Por su parte, la mayoría de las escuelas psicológicas, pese a haber desarrollado una profunda comprensión de la mente, se ha cerrado a investigar sin prejuicios sus dimensiones trascendentes, movidas por un rechazo a lo anticientífico que, después de tantos siglos de oscurantismo, por cierto es comprensible. Sin embargo, esta actitud ha empobrecido enormemente a la psicología, que no ha empezado a comprender, sino hasta hace muy poco tiempo, que para investigar las profundidades trascedentes del ser humano no es preciso recurrir a teorías fundamentalistas ni a dogmatismos seudorreligiosos.

Como afirmábamos más arriba, muchas experiencias llamadas místicas son en realidad episodios psicóticos (los tristemente célebres suicidios en masa de tantas sectas seudoespirituales son un dramático ejemplo de esto). Pero no toda experiencia espiritual responde a una psicosis, e incluso en toda experiencia psicótica podemos llegar a encontrar algún atisbo de espiritualidad. Es decir que esta realidad es mucho más compleja de lo que parece a primera instancia, y las posturas radicales y negadoras de opciones intermedias, matices y posibilidades de integración nunca nos llevarán a ensanchar nuestra comprensión.

Es tiempo entonces de profundizar y sistematizar el abrazo ya anunciado entre las tradiciones espirituales y la psicología moderna. Es preciso crear métodos prácticos y efectivos de trabajo terapéutico y educativo para llevar este abrazo a la vida cotidiana, a los hogares, las escuelas, los hospitales y las empresas. Pero esta tarea sólo será posible si empezamos por asumir el enorme desafío de recuperar el diálogo entre la ciencia empírica y la contemplación interior, la psicología y la espiritualidad, la terapia y la meditación26.
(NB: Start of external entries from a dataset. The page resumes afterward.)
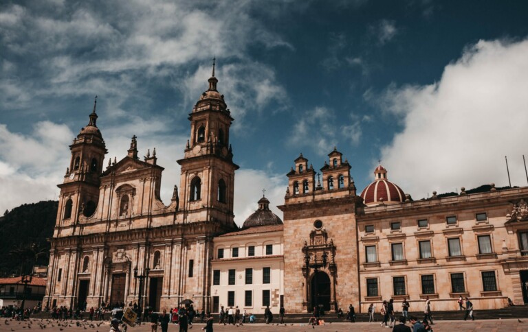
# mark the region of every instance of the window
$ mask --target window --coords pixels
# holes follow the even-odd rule
[[[420,246],[420,258],[431,258],[431,241],[420,241],[419,242]],[[424,293],[425,294],[425,293]]]
[[[480,235],[477,237],[478,239],[478,253],[491,254],[492,250],[492,237],[490,235]]]
[[[194,270],[195,270],[195,260],[189,259],[189,278],[192,278]]]
[[[263,307],[270,306],[270,290],[269,289],[262,291],[262,306]]]
[[[212,271],[212,284],[215,286],[220,285],[220,270],[214,270]]]
[[[218,181],[218,201],[226,202],[226,182],[222,179]]]
[[[228,307],[234,307],[234,291],[228,292]]]
[[[434,278],[432,274],[424,274],[421,276],[421,294],[434,294]]]
[[[253,292],[245,291],[244,294],[244,307],[251,307],[253,303]]]
[[[451,291],[453,293],[465,293],[465,287],[464,286],[464,274],[452,273],[451,274]]]
[[[328,190],[332,189],[333,189],[333,177],[331,176],[328,177]]]
[[[487,214],[485,212],[476,214],[477,222],[485,222],[487,220]]]
[[[189,198],[190,201],[199,200],[200,200],[200,191],[201,190],[201,181],[200,178],[196,176],[190,181],[190,196]]]
[[[456,216],[450,215],[449,217],[446,218],[446,221],[447,222],[448,225],[454,225],[456,224]]]
[[[394,295],[406,295],[404,276],[393,277],[393,286],[394,287]]]
[[[229,270],[229,278],[228,280],[228,285],[234,285],[236,273],[236,270],[234,269]]]
[[[64,219],[69,219],[72,217],[72,207],[74,205],[74,202],[72,199],[66,201],[66,205],[64,208]]]
[[[496,292],[497,282],[495,280],[495,271],[482,272],[482,285],[484,292]]]
[[[366,296],[377,296],[377,278],[368,278],[366,279]]]
[[[449,247],[450,256],[462,256],[462,251],[460,248],[460,239],[458,237],[448,239],[448,246]]]
[[[393,261],[404,260],[404,244],[392,244]]]
[[[366,246],[365,254],[366,254],[366,263],[374,263],[377,261],[375,246]]]
[[[253,283],[253,269],[245,269],[245,284],[251,285]]]
[[[262,268],[262,283],[271,283],[272,282],[272,268]]]

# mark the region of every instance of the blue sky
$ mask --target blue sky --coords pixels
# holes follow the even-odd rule
[[[526,185],[527,22],[525,1],[3,1],[0,210],[56,198],[96,95],[107,157],[133,134],[155,147],[168,200],[213,56],[237,222],[262,188],[283,202],[300,152],[319,169],[334,145],[358,194],[379,159],[415,199],[506,185],[505,155]]]

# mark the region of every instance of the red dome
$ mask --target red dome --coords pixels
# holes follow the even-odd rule
[[[381,165],[374,171],[373,182],[368,185],[361,193],[363,202],[366,205],[401,203],[405,200],[405,193],[402,188],[387,180],[387,170]]]

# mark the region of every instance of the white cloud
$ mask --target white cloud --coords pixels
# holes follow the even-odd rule
[[[481,40],[427,86],[391,86],[404,129],[382,149],[389,179],[415,198],[494,182],[525,185],[528,40]]]

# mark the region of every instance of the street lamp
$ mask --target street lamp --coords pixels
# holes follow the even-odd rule
[[[143,274],[138,275],[138,266],[134,268],[134,278],[135,279],[140,280],[140,289],[138,292],[138,307],[139,308],[138,311],[140,311],[138,313],[138,319],[139,320],[140,322],[141,322],[141,313],[143,312],[143,307],[142,305],[142,303],[141,300],[141,298],[142,298],[141,296],[143,292],[143,282],[146,278],[148,278],[148,272],[151,272],[150,268],[147,268],[146,269],[144,270]]]
[[[24,288],[22,292],[22,305],[21,308],[22,311],[22,320],[24,320],[24,305],[25,304],[25,293],[28,289],[28,284],[30,283],[32,279],[32,274],[23,274],[22,275],[22,278],[21,280],[21,282],[24,284]]]

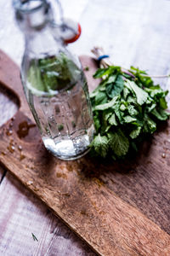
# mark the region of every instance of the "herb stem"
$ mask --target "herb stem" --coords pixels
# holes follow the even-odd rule
[[[104,49],[102,47],[95,46],[94,49],[92,49],[92,53],[99,58],[99,56],[105,55]],[[110,66],[112,66],[113,63],[109,59],[102,59],[99,62],[100,67],[107,68]],[[130,70],[122,67],[122,72],[131,76],[133,79],[135,79],[135,76],[131,73]],[[167,75],[147,75],[147,74],[140,74],[143,77],[145,78],[153,78],[153,79],[167,79],[170,77],[170,74]]]

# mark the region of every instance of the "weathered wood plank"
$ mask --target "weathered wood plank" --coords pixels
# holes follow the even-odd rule
[[[5,59],[3,53],[1,59]],[[10,74],[8,78],[10,79]],[[15,90],[14,87],[13,90]],[[12,134],[8,136],[7,133],[11,121],[3,125],[1,131],[2,163],[93,248],[104,255],[111,255],[113,250],[117,255],[133,255],[136,252],[164,255],[169,250],[168,235],[138,210],[116,197],[106,182],[91,176],[92,173],[98,175],[100,172],[102,175],[105,173],[109,181],[112,172],[117,169],[121,172],[121,166],[99,165],[88,157],[72,162],[58,160],[45,150],[36,126],[29,131],[28,136],[19,138],[17,131],[22,121],[31,123],[19,111],[12,120]],[[10,150],[11,144],[14,145],[16,150]],[[19,145],[23,148],[22,153],[17,149]],[[8,151],[4,154],[6,148]],[[155,156],[154,152],[150,150],[150,159]],[[21,154],[24,157],[21,158]],[[141,152],[140,160],[144,160],[144,157]],[[139,162],[139,172],[144,168],[143,162]],[[156,161],[156,165],[159,166],[159,161]],[[163,166],[166,168],[166,166]],[[135,169],[138,171],[138,168]],[[136,182],[134,177],[133,182]],[[160,240],[162,245],[159,244]]]
[[[66,1],[62,2],[66,3]],[[84,3],[85,1],[82,2]],[[19,38],[19,32],[13,24],[11,9],[9,9],[10,14],[8,12],[8,16],[5,16],[5,11],[7,14],[8,9],[5,9],[5,7],[10,5],[10,3],[8,1],[1,1],[1,4],[3,12],[0,17],[0,45],[20,63],[23,49],[23,44],[19,44],[21,37]],[[68,3],[66,3],[66,4],[67,7],[69,7]],[[73,4],[73,3],[72,5],[77,6],[77,4]],[[99,1],[91,1],[81,17],[83,32],[82,38],[75,44],[75,51],[76,54],[82,54],[82,52],[88,54],[94,44],[99,44],[105,46],[107,53],[112,55],[115,63],[127,67],[131,64],[135,64],[144,69],[149,68],[150,72],[153,71],[156,73],[165,72],[165,73],[167,73],[169,66],[168,56],[170,56],[168,33],[168,25],[170,21],[169,11],[169,1],[144,0],[135,2],[129,0],[127,2],[125,0],[116,0],[112,2],[105,1],[104,4],[102,4],[101,2],[99,2]],[[94,15],[94,14],[95,14],[95,15]],[[103,14],[105,14],[105,15]],[[72,15],[74,15],[74,12],[72,12]],[[93,17],[93,22],[91,17]],[[89,22],[88,22],[88,20]],[[13,32],[11,33],[11,32]],[[10,38],[9,34],[12,35],[13,38],[13,40],[11,40],[12,47],[9,42],[10,40],[8,40],[8,38]],[[159,52],[159,54],[156,54],[156,52]],[[162,152],[159,152],[159,154],[161,156]],[[168,164],[168,155],[169,153],[167,150],[165,160],[166,165]],[[162,158],[160,158],[159,161],[161,160]],[[164,160],[164,159],[162,159],[162,160]],[[146,161],[144,165],[150,165],[150,163],[147,163]],[[152,175],[156,172],[156,168],[152,168],[153,165],[154,160],[150,166],[150,171]],[[143,169],[141,175],[139,175],[140,172],[137,172],[138,174],[135,175],[136,178],[139,178],[139,180],[142,179],[141,176],[143,174],[144,175],[144,170]],[[142,211],[146,212],[145,214],[149,214],[148,217],[156,222],[156,216],[159,215],[161,218],[164,216],[164,214],[162,215],[162,211],[161,210],[161,206],[164,201],[163,195],[166,195],[166,196],[168,196],[168,191],[167,189],[164,190],[164,181],[166,184],[167,184],[167,183],[165,177],[162,178],[161,172],[158,173],[157,177],[160,179],[159,188],[162,189],[162,193],[161,195],[156,193],[154,198],[150,197],[148,202],[147,196],[150,196],[150,194],[147,186],[142,189],[144,190],[146,189],[146,194],[140,195],[141,200],[138,199],[138,194],[135,196],[134,191],[133,194],[128,197],[127,196],[127,192],[129,192],[128,189],[133,185],[132,184],[133,179],[131,178],[130,183],[128,183],[124,177],[123,183],[120,185],[122,183],[122,176],[124,177],[125,174],[113,174],[114,177],[115,175],[116,177],[116,180],[114,180],[114,183],[110,180],[109,184],[111,189],[114,190],[116,189],[116,192],[118,193],[122,198],[129,201],[133,206],[137,205]],[[134,172],[133,172],[131,175],[133,176]],[[94,178],[99,177],[99,176],[94,176]],[[104,179],[103,177],[101,177],[101,178]],[[150,178],[149,173],[145,176],[146,181],[147,178]],[[116,179],[118,179],[118,182],[116,182]],[[152,182],[154,183],[153,180]],[[139,182],[140,184],[141,183]],[[117,183],[117,187],[115,186],[115,183]],[[120,188],[118,188],[118,184]],[[139,187],[139,185],[135,186],[137,191]],[[144,201],[143,197],[145,199],[145,201]],[[150,209],[152,208],[151,212],[149,212],[150,210],[148,211],[148,205],[150,206]],[[156,214],[155,209],[156,209]],[[163,212],[164,210],[165,207],[163,207]],[[168,215],[167,215],[167,217],[168,217]],[[159,222],[157,223],[161,224],[162,219],[159,218]],[[165,222],[163,221],[163,223]],[[168,228],[169,225],[167,226]],[[165,229],[167,230],[167,228]]]
[[[0,195],[1,255],[94,255],[10,173],[0,186]]]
Hemos visto que una de las opciones que el mundo actual ofrece para evitar esta situación consiste en participar de subculturas que se mantienen aferradas a mitos y dogmas que les aportan una cierta sensación de pertenencia y tranquilidad. Pero todos estos grupos pertenecen al conjunto de la sociedad, y por lo tanto, en algún plano de su consciencia, sus miembros saben que la ciencia ha asestado golpes muy duros al pensamiento mítico-religioso fundamentalista. Esto hace de esa sensación de pertenencia algo tan frágil que jamás podrá compararse a la experiencia de quienes vivían en las antiguas sociedades hegemónicas, donde todo el mundo participaba de un mito central e incuestionable. Aquellos tiempos han quedado muy lejos de nuestro acceso y la solución a nuestros males no consiste en volver hacia atrás. Nuestras conquistas como librepensadores jamás nos perdonarían el regreso a modelos culturales cerrados, donde todo el mundo debía pensar y sentir lo mismo. Sin embargo, es también muy difícil asumirnos como herederos de una cultura a la cual la ciencia materialista ha casi convencido de que habita un Universo carente de todo sentido, descripto como un reloj gigantesco, regido por leyes mecánicas e inamovibles donde sólo somos una pieza más. Nadie quiere concebirse a sí mismo como el resultado de una máquina ciega y absurda, sin origen ni sentido.

Frente a tales descripciones del Universo, es comprensible que tanta gente en nuestras sociedades prefiera sentir que no proviene de, ni se dirige a ninguna parte.